In the world of international trade, non-tariff barriers are a real concern. Korea’s restrictions on U.S. beef imports probably have a lot less to do with fears about mad cow disease than with mad farmer disease — a phenomenon I witnessed first-hand in the streets of Hong Kong in 2005. We do not allay such fears or improve our moral standing when those representing us at the negotiating table are engaged in such obvious hypocrisy. If the administration’s message is incoherent, it’s because the administration is not negotiating from a set of principles, but from an industry wish list.

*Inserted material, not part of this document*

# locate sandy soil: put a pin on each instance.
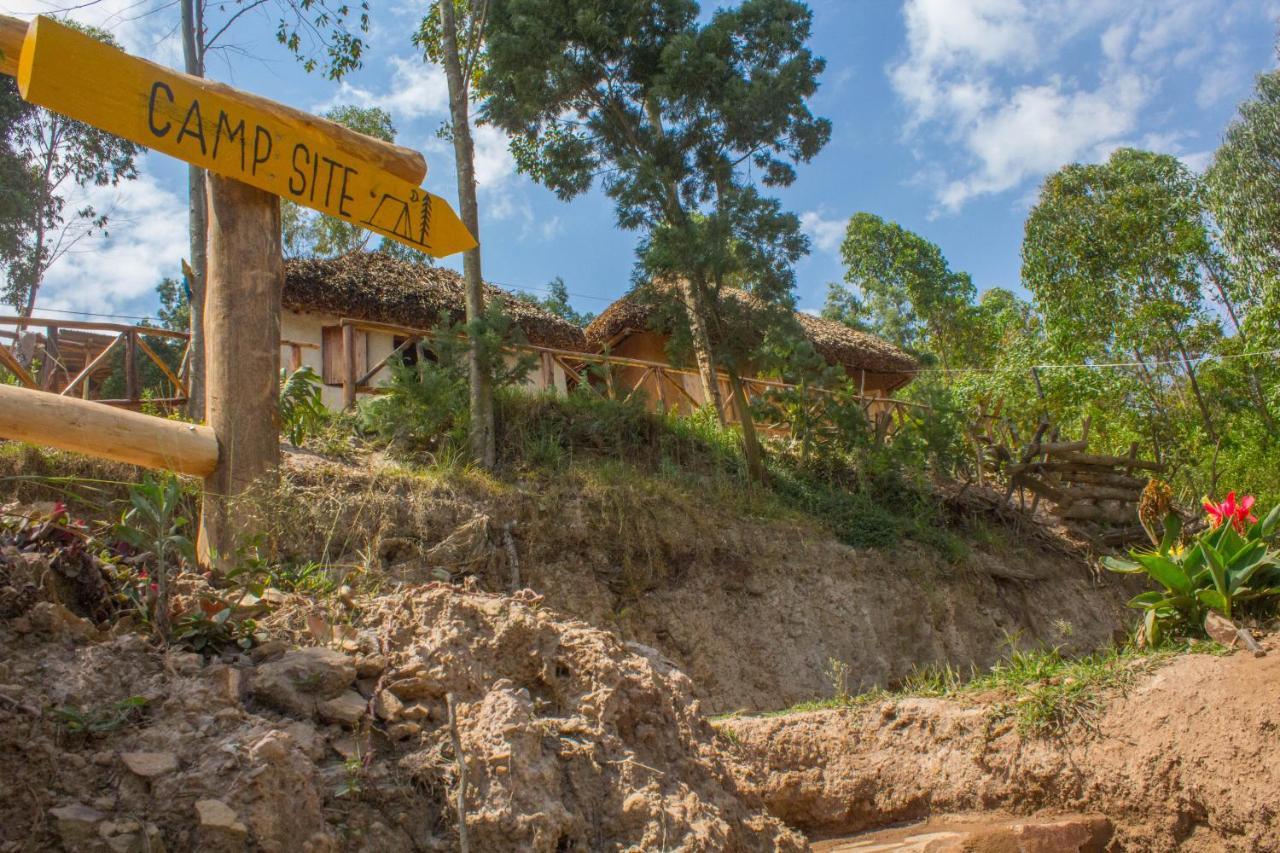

The auto industry has already gotten enough help from this administration. How about some help for the rest of us now, in the form of a free-trade deal that would increase U.S. GDP by an estimated $10 billion to $12 billion per year? Obama talks a lot about all the bad things he inherited from his predecessor. But the U.S.-Korea deal was just fine the way he found it. If he can get Korea to loosen its emissions restrictions, then all to the good, say we free-marketeers. Maybe his next triumph could be to loosen them here.
If not, then he should drop his hypocritical objections to the deal and sign it. It would be nice to have a little economic stimulus that our kids won’t have to pay back, with interest, someday.
– Stephen Spruiell is an NR staff reporter.